Giving special alignment/size constraints to the Linux PCI core?

Wed Feb 13 16:10:54 EST 2013

On Wednesday 13 February 2013, Jason Gunthorpe wrote:
> On Wed, Feb 13, 2013 at 06:53:14PM +0000, Arnd Bergmann wrote:
> 
> > > The standard answer is to leave appropriate gaps. My *guess* on this
> > > matter is that on x86 the gaps are left, as appropriate, by the boot
> > > firmware. Eg an ExpressCard slot will always have a window assigned to
> > > its bridge and Linux would typically not reassign it (or similar).
> > > 
> > > PCI core support for firmware-less embedded will someday need to do
> > > something similar, eg via a special DT attribute on hot plug capable
> > > ports.
> > 
> > I saw that the PCI core reserves 2MB memory space and 256 bytes of
> > I/O space per hotplug capable bridge by default, and you can
> > override
> 
> Haven't looked at how it determines what is hot plug
> capable.. Technically every PCI-E port is hot plug capable, it really
> depends on the specific board if a port can actually be hot plugged or
> not - so maybe that is what gets set in DT?

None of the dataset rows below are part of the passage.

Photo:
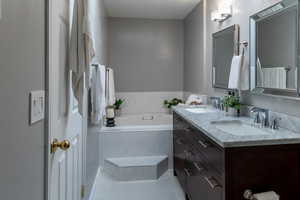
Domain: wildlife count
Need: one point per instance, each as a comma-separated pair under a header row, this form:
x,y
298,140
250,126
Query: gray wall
x,y
147,55
193,50
241,11
21,70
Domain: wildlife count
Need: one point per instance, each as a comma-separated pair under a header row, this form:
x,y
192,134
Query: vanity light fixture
x,y
222,14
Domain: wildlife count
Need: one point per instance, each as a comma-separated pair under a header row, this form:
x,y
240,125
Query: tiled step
x,y
136,168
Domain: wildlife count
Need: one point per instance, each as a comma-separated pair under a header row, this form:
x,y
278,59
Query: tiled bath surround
x,y
146,102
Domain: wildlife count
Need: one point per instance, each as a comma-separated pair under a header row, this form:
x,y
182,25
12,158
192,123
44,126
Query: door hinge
x,y
82,192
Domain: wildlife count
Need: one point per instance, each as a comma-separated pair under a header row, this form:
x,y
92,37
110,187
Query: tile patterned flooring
x,y
166,188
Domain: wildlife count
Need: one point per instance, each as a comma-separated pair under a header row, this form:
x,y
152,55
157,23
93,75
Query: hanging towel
x,y
239,73
259,73
81,50
235,71
274,77
111,93
244,74
98,101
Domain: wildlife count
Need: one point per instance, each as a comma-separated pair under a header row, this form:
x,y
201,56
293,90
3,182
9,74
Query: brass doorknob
x,y
64,145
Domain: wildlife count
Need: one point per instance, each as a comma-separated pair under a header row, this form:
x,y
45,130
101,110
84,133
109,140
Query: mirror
x,y
225,46
274,49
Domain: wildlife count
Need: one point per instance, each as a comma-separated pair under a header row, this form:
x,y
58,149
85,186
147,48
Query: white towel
x,y
239,73
266,196
194,98
259,73
244,74
274,77
81,50
235,71
111,93
98,101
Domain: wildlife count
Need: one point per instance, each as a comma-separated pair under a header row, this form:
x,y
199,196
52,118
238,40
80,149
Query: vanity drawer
x,y
204,184
204,187
212,154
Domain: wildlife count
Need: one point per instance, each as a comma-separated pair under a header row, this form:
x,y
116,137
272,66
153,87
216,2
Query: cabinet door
x,y
179,145
204,187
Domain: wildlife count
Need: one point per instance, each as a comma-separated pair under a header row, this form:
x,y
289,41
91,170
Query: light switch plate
x,y
37,106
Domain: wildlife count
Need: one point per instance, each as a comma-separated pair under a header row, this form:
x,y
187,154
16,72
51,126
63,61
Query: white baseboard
x,y
93,190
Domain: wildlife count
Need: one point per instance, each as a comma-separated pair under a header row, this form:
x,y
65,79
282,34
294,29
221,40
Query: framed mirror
x,y
225,46
274,42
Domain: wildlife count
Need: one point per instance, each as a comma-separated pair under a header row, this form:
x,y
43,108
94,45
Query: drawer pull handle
x,y
198,167
179,141
203,144
212,182
187,172
187,129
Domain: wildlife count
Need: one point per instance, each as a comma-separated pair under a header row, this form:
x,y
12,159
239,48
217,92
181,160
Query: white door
x,y
65,125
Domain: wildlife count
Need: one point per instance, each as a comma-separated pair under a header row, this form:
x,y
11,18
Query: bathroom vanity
x,y
213,164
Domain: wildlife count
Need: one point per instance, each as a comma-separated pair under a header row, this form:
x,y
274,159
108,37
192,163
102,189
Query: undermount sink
x,y
200,110
238,128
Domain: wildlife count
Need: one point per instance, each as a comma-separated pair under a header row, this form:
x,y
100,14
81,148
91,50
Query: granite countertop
x,y
226,140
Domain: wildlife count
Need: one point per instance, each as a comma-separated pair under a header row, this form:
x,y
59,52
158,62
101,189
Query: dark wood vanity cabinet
x,y
206,171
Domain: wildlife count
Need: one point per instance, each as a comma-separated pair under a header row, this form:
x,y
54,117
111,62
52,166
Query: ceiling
x,y
150,9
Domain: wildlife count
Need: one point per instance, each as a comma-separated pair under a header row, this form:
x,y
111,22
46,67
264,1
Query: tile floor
x,y
166,188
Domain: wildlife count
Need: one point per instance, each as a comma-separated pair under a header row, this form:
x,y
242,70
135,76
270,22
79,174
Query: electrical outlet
x,y
37,106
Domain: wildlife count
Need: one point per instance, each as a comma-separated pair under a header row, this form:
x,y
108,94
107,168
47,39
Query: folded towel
x,y
98,100
235,71
111,93
194,99
266,196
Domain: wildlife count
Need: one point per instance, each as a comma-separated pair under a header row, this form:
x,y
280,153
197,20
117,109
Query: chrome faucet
x,y
275,123
261,116
216,102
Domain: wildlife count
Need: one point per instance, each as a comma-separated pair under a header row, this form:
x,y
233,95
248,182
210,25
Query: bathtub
x,y
138,136
142,122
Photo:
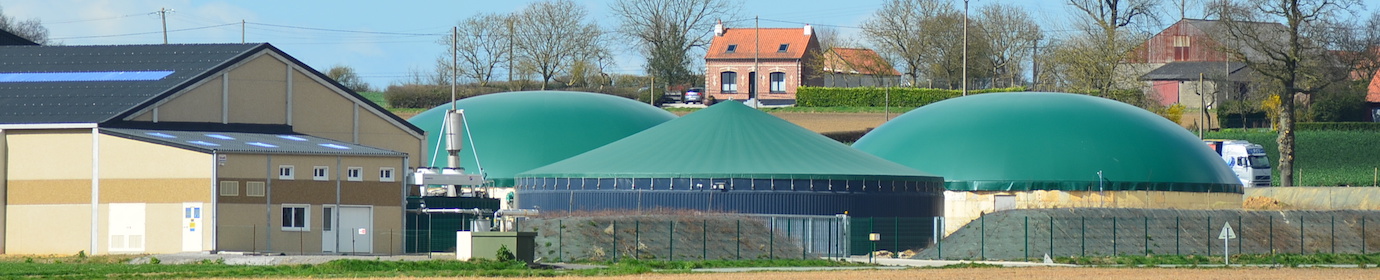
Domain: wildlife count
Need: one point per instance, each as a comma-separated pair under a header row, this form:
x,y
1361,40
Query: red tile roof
x,y
860,61
769,39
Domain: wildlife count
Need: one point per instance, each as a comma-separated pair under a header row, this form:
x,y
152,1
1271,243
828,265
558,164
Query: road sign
x,y
1227,232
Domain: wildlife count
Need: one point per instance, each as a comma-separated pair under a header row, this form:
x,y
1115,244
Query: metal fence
x,y
1256,232
676,237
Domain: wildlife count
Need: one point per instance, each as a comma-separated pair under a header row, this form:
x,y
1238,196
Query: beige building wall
x,y
963,207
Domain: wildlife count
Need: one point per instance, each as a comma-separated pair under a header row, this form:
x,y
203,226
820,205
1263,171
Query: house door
x,y
752,84
192,226
351,232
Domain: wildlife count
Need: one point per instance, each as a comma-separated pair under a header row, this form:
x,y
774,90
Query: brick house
x,y
733,60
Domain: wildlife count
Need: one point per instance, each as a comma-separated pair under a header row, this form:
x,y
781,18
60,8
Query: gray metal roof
x,y
1191,71
249,142
97,101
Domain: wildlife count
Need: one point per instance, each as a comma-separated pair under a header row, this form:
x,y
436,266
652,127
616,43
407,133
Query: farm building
x,y
732,159
135,149
516,131
1048,151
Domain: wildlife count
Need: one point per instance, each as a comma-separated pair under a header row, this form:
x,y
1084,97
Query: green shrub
x,y
900,97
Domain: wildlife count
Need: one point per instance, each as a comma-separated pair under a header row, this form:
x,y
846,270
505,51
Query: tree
x,y
667,31
31,29
1293,55
479,48
347,76
901,31
552,35
1093,58
1012,33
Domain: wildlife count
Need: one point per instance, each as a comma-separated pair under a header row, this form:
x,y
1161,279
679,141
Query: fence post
x,y
671,243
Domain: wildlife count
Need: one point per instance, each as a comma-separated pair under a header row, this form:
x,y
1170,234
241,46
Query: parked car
x,y
694,95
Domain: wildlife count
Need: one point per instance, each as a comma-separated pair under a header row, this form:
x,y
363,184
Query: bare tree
x,y
31,29
551,35
347,76
1108,36
1012,33
899,31
667,31
479,48
1293,55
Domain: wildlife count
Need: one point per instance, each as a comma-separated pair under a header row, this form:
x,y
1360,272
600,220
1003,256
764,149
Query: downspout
x,y
215,207
95,186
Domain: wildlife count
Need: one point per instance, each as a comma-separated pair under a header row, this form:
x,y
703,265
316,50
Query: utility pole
x,y
965,48
163,14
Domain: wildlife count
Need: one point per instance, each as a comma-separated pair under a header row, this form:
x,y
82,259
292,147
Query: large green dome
x,y
1049,141
523,130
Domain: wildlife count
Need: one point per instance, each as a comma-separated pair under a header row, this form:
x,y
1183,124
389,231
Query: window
x,y
254,189
229,188
286,173
730,82
296,217
777,83
320,173
326,218
355,174
385,174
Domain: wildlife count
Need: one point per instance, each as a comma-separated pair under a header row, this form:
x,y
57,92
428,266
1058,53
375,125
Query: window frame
x,y
305,225
229,188
777,86
391,174
729,82
322,173
355,174
290,171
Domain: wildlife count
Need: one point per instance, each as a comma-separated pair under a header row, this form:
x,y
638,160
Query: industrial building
x,y
1052,151
193,148
730,157
511,133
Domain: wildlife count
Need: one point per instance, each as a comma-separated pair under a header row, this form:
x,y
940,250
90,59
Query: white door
x,y
126,232
192,226
351,232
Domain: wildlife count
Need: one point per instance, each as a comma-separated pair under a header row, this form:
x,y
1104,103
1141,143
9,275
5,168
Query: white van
x,y
1246,160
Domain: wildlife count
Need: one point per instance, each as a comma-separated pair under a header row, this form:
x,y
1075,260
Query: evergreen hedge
x,y
900,97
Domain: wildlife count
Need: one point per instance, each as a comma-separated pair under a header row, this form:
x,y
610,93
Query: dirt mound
x,y
1263,203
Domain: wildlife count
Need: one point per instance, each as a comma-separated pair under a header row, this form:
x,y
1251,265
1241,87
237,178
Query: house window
x,y
254,189
320,173
777,83
296,217
730,82
355,174
286,173
385,174
229,188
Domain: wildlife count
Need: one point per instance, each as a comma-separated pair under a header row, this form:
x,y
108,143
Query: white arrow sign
x,y
1227,232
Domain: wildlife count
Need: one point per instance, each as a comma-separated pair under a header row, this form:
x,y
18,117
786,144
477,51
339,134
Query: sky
x,y
385,42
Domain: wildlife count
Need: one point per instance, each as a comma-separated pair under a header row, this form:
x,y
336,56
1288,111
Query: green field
x,y
1322,157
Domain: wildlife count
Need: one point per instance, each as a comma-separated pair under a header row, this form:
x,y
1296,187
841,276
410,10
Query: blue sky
x,y
387,40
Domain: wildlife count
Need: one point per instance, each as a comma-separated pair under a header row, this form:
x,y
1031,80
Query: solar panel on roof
x,y
84,76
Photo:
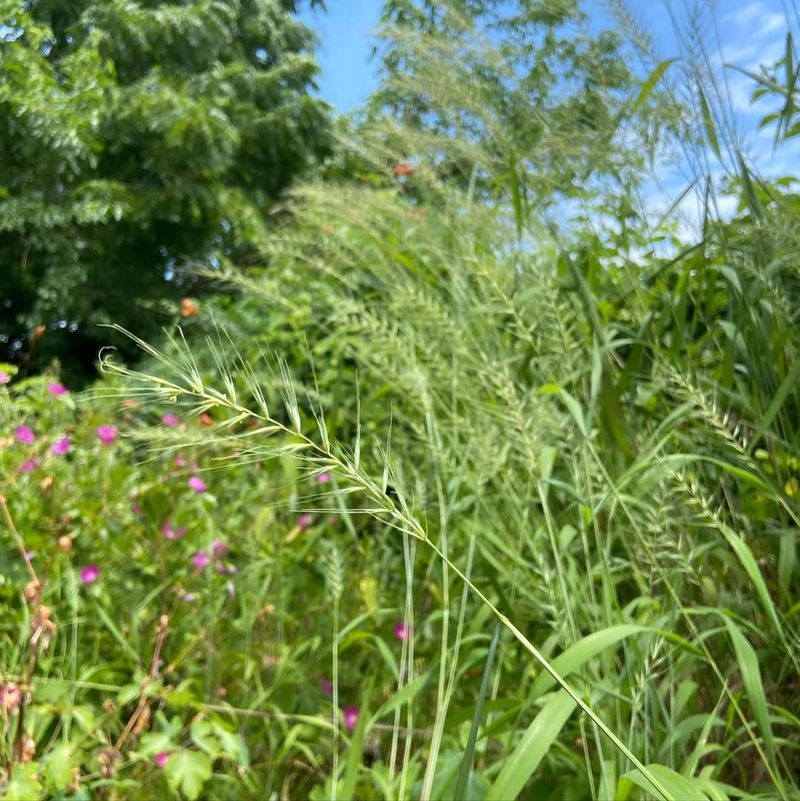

The "is_hotplug_bridge" flag that determines this gets set for PCIe
bridges with the PCI_EXP_SLTCAP_HPC (hot plug capable) bit set in the
PCI_EXP_SLTCAP word.

> > these at boot time if you need more. I wonder if this means that
> > we end up using two of the precious address space windows for each
> > unused root port to already map these at boot time, and it certainly
> > works for most adapters, but this does not seem better than assigning
> > static windows of the same size at boot time for each port.
> 
> If the PCI core programs the decoder on the bridge, then it will
> consume a window - however if there is nothing behind the bridge then
> leaving the brdige window disabled, but reserving the memory region is
> a sensible thing to do.
>
> I'm not sure what the state of the PCI core is today on this point,
> but it could be altered..

The problem I see with the current implementation is that it reserves
a fixed size window and does not reassign the window of the bridge
itself, only the devices below it, at least if I am reading the
code correctly. I have not tried this myself.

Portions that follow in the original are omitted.